如何在sqlite中使用where子句在表上创建部分索引?

问题描述 投票:0回答:1

我有一个具有200万行的表。我创建了索引(唯一列的表达)。该表达式会将列的值映射到一个较小的数字空间,这意味着该表达式的结果不是唯一的。现在,我想在(该表达式的DISTINCT)上创建索引。我想要在表达式上再次创建索引的原因是DISTINCT和GROUP BY查询运行缓慢(〜900ms)。

我需要的是这个,

CREATE INDEX idx ON mytable(DISTINCT myColumn|9223372036854775806);       //invalid

我已经是,

CREATE INDEX idx ON mytable(myColumn|9223372036854775806);

我的最终目标是使以下查询更快(<100ms)

SELECT id FROM mytable GROUP BY myColumn|9223372036854775806;

当前执行上述查询需要900毫秒

sqlite group-by distinct rdbms
1个回答
0
投票

DISTINCT只能用作SELECT的一部分,即它会删除重复的行。索引必须为其涵盖的所有行都包含一个条目,以便DISTINCT会违反索引的目的。

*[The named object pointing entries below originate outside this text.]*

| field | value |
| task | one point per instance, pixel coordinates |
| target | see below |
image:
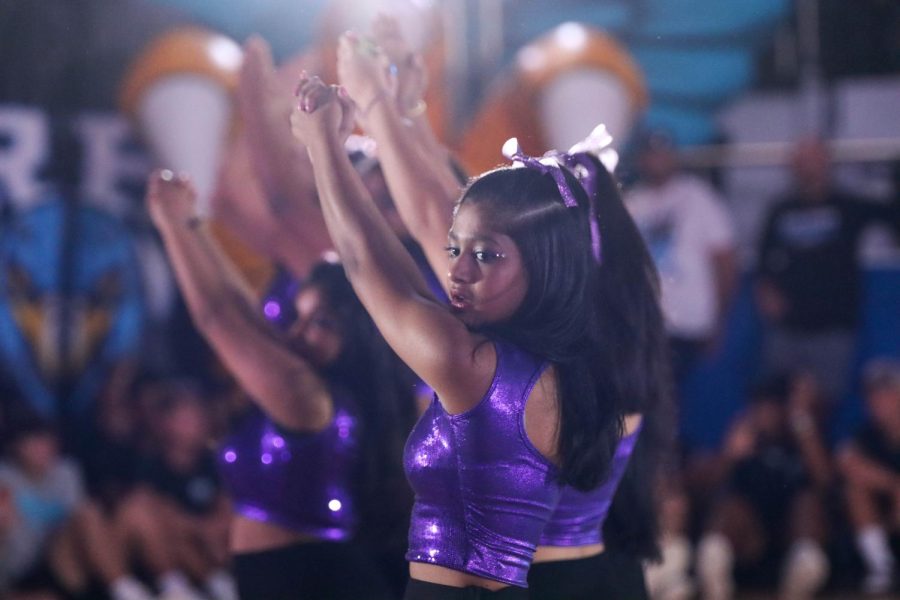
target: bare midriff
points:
(557, 553)
(445, 576)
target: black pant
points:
(611, 575)
(423, 590)
(313, 571)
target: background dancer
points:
(324, 394)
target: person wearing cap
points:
(870, 464)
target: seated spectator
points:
(51, 538)
(111, 455)
(177, 518)
(870, 464)
(769, 513)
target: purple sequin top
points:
(299, 481)
(483, 491)
(579, 516)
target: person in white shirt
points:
(691, 236)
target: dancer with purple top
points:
(526, 397)
(311, 460)
(595, 541)
(575, 559)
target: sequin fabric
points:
(579, 516)
(483, 491)
(300, 481)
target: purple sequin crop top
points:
(299, 481)
(579, 516)
(483, 491)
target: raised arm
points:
(423, 187)
(432, 341)
(268, 196)
(282, 383)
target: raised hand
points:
(363, 72)
(265, 102)
(406, 66)
(322, 111)
(171, 199)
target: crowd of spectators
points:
(780, 503)
(135, 509)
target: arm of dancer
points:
(269, 195)
(285, 386)
(458, 365)
(411, 78)
(424, 189)
(245, 209)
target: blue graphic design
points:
(70, 303)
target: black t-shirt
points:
(770, 477)
(876, 447)
(110, 467)
(808, 251)
(196, 490)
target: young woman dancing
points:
(593, 545)
(575, 559)
(523, 401)
(311, 460)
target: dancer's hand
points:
(171, 199)
(322, 111)
(407, 66)
(363, 72)
(265, 103)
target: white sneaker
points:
(806, 570)
(668, 579)
(222, 586)
(175, 586)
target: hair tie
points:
(549, 164)
(546, 165)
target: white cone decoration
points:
(186, 120)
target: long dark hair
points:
(599, 324)
(559, 318)
(384, 391)
(634, 332)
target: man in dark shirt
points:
(809, 285)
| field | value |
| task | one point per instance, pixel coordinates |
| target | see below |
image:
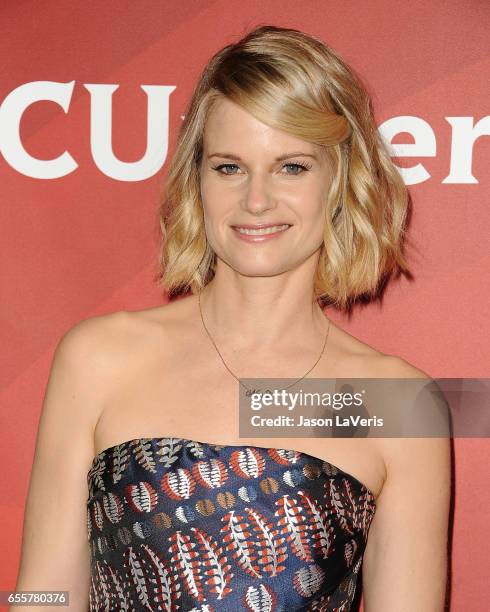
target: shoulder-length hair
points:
(296, 83)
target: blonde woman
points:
(280, 199)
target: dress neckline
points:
(234, 447)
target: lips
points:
(261, 229)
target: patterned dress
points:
(177, 524)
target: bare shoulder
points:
(367, 361)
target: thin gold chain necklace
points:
(232, 373)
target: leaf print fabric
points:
(176, 524)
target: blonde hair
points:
(293, 82)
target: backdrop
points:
(79, 232)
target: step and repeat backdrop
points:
(92, 95)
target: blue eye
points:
(218, 168)
(296, 166)
(303, 167)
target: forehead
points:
(229, 126)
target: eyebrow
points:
(280, 158)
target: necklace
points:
(232, 373)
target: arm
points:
(405, 562)
(55, 552)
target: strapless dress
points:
(177, 524)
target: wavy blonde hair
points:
(296, 83)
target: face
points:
(254, 175)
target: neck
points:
(253, 313)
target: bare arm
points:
(405, 562)
(55, 552)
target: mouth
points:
(260, 230)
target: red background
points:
(86, 244)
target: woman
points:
(280, 199)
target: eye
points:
(302, 167)
(220, 166)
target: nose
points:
(258, 197)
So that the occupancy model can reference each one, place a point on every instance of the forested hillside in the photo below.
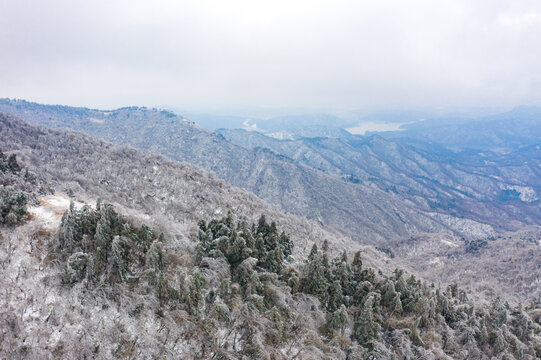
(101, 284)
(363, 211)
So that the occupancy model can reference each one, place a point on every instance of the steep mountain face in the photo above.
(90, 168)
(497, 189)
(95, 281)
(363, 211)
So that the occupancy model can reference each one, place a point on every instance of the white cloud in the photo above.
(272, 53)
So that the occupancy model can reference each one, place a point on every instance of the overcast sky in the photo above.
(310, 54)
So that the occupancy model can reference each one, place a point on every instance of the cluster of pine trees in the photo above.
(99, 245)
(387, 316)
(13, 195)
(243, 294)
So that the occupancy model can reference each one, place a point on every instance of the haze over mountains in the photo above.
(373, 189)
(405, 203)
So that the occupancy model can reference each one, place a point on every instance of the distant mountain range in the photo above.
(374, 189)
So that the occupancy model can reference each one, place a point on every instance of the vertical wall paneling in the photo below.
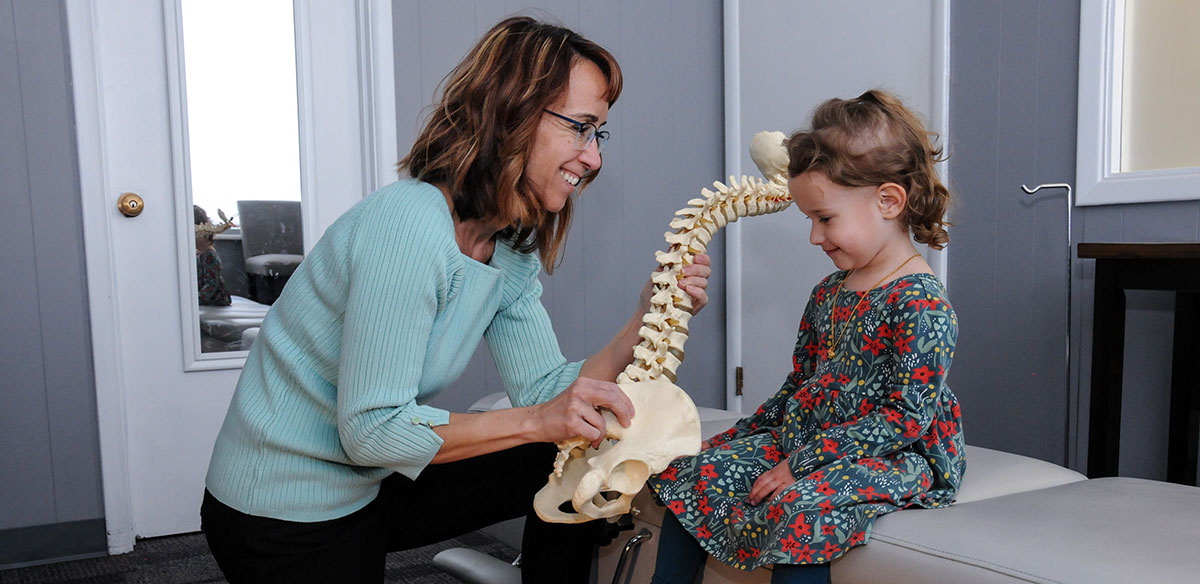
(779, 84)
(1013, 113)
(1012, 119)
(666, 145)
(49, 470)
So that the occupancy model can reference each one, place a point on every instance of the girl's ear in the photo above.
(892, 199)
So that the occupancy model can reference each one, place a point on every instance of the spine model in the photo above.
(666, 425)
(665, 326)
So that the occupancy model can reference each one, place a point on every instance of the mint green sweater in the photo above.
(381, 315)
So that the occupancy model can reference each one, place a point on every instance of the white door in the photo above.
(161, 401)
(771, 85)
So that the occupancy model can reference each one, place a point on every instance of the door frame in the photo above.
(375, 138)
(736, 152)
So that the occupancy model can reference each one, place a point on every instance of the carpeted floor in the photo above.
(185, 559)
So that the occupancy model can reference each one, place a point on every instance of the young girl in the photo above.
(865, 423)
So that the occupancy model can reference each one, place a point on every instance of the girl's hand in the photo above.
(576, 411)
(771, 483)
(694, 282)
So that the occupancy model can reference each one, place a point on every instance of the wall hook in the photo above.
(1071, 205)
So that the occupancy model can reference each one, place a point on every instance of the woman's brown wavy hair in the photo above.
(479, 136)
(874, 139)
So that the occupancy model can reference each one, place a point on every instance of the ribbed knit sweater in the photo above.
(381, 315)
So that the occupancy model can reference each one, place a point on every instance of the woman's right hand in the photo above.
(575, 411)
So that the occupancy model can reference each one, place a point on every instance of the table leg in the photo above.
(1185, 422)
(1108, 366)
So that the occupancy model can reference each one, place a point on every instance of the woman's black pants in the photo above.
(447, 500)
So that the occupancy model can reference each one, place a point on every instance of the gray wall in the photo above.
(49, 464)
(666, 144)
(1013, 101)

CREATE INDEX idx ON mytable(myColumn|9223372036854775806);所做的是将索引分为两组,因为|9223372036854775806会生成922337203685477575806或9223372036854775807,因为DISTINCT将导致2行,例如使用

SELECT DISTINCT mycolumn,myColumn|9223372036854775806 AS x FROM mytable;

结果(从填充有一百万行随机值的表中得出:-

enter image description here

  • 即2行,而与行数无关(除非行数非常低,并且myColumn | 9223372036854775806的所有值在只有1行时都发生相同的结果)]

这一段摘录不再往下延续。